Wordpress outtage: avoiding future failure?

The Wordpress out age might teach SaaS/cloud players a valuable lesson in rollout management. Bob Warfield has the germ of an idea. Worth thinking about? You decide.

The Wordpress outage is getting lots of attention. Understandably. Bob Warfield weighs into the mix with his Dark Side post, arguing that a feathered approach to rollout might be a good idea:

When you roll out a code change, no matter how well-tested it is, don’t deploy to all the hotels.  A feathered release cycle delivers the code change to one hotel at a time, and waits an appropriate length of time to see that nothing catastrophic has occurred.  It’s amazing what a difference a day makes in understanding the potential pitfalls of a new release.  Given the operational flexibility of being able to manage multiple hotels, you can adopt all sorts of release feathering strategies.  Start with smaller customers, start with brand new customers, start with your freemium customers, and start out by beta testing customers are all possibilities that can result in considerable risk mitigation for the majority of your customer base.

In comments I cheekily suggested that self hosting is the alternative solution but then I've had my own troubles in that regard. Bob was having none of that, instead suggesting:

Multi-tenant architectures need to know how to migrate users to new releases. Not all releases are so over-arching that everyone needs to instantaneously go there. Perhaps some could even be voluntary so that people could do the equivalent of what you suggest but without the hosting.

That flies in the face of the conventional SaaS wisdom of one code line, and there are serious problems with it if customers don’t move forward fairly rapidly. For that reason, I would suggest there be a window during which the customer has leeway to choose their migration point. If you release quarterly, perhaps the window is the first 2-4 weeks after the release is available.

There is a bigger picture here. The news that cloud systems goes pear shaped is about as newsworthy as 'dog bites man.' The fact it is Wordpress makes it marginally more newsworthy. As Bob says, mistakes happen. Let's get over it.

Google, Salesforce.com, NetSuite, Freshbooks and on it goes. All have had that dreaded 'unscheduled downtime' experience. So far it has been a case of 'it is how you communicate and handle it' that matters. I've tended to agree.

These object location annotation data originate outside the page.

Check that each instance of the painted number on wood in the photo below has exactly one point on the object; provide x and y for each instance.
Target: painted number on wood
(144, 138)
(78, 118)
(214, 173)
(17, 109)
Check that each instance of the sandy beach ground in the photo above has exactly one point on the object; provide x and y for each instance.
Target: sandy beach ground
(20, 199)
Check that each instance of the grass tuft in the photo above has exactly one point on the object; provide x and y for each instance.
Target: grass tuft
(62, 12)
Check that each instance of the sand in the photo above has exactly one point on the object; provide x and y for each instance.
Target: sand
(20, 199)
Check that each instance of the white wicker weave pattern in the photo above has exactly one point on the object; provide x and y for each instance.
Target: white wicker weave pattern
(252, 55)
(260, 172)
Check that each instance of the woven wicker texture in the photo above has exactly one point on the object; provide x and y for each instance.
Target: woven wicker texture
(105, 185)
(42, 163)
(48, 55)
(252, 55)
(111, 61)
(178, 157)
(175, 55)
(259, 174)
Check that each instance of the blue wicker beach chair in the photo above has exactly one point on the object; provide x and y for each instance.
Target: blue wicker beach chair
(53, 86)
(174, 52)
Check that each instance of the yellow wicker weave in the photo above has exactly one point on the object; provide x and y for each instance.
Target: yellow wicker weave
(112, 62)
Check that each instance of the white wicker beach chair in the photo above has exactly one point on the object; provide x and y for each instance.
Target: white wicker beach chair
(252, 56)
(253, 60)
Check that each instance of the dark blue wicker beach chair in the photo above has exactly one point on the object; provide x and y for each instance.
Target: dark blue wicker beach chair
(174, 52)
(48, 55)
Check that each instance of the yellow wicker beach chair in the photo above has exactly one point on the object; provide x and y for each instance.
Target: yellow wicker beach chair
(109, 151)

As far as I am aware, there isn't a single recorded instance of business critical data getting lost as a result. (Please correct me if I'm wrong.)

The elephant in the room is complexity. As applications become more complex, the potential for there to be an outage or serious bug issue increases. Ask SAP, Oracle, Infor, Lawson - any of them - about patch releases. Add in the fact that people are looking forward to a connected world where systems around the globe seamlessly spin up and present relevant data to us and it is not hard to see how one rogue or defective service could impact others.

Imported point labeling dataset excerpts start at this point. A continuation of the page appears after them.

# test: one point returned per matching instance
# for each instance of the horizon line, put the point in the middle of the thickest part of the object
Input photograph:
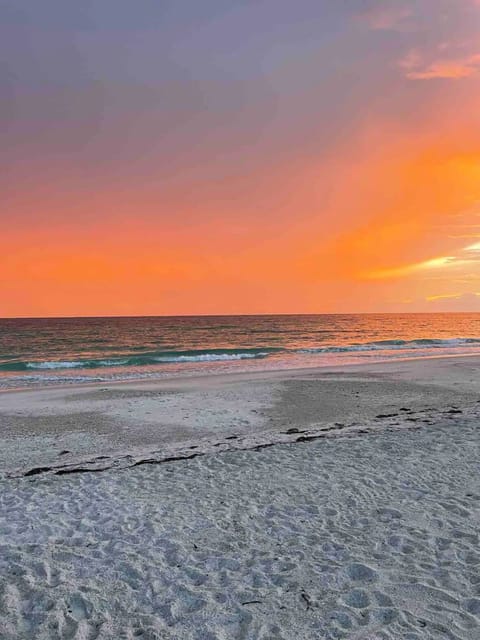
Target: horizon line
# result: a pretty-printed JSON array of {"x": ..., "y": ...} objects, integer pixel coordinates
[{"x": 232, "y": 315}]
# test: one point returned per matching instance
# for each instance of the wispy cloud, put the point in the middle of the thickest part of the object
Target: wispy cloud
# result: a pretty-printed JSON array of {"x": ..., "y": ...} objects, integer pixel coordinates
[
  {"x": 448, "y": 68},
  {"x": 434, "y": 264}
]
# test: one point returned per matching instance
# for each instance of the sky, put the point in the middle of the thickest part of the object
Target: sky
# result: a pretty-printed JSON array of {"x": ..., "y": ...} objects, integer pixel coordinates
[{"x": 239, "y": 156}]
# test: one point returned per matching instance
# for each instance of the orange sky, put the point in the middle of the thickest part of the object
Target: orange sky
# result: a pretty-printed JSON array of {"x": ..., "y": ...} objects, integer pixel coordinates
[{"x": 329, "y": 163}]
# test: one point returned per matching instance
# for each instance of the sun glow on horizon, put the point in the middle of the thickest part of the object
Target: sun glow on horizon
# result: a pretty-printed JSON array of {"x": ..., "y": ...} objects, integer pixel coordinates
[{"x": 272, "y": 182}]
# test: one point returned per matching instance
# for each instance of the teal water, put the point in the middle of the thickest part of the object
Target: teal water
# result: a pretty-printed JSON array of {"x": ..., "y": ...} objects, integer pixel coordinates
[{"x": 61, "y": 350}]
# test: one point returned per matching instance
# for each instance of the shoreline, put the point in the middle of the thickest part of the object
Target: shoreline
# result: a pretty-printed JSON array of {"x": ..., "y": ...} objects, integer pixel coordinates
[
  {"x": 257, "y": 373},
  {"x": 120, "y": 425},
  {"x": 341, "y": 504}
]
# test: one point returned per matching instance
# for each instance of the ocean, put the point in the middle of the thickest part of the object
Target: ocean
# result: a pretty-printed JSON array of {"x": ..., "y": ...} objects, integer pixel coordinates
[{"x": 52, "y": 351}]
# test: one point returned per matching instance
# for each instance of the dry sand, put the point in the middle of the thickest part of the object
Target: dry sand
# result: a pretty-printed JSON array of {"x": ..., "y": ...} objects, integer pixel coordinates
[{"x": 315, "y": 504}]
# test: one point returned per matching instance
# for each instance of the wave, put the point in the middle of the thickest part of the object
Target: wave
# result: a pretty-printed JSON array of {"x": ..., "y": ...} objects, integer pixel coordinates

There are no simple solutions to these levels of complexity which of course lends itself well as a defense for the monolithic systems that some ERP players sell. But I agree with Bob. If we're going to be faced with a world where you have to factor failure, then his idea has genuine merit.

If the SaaS/cloud players thought in those terms, then what would it mean for rollout management? What would it mean for the perception that rollouts occur and everyone has the same functionality - instantly? I'm thinking that like all emerging markets - things change.

An outage of the scale that took out Wordpress may be a good thing after all.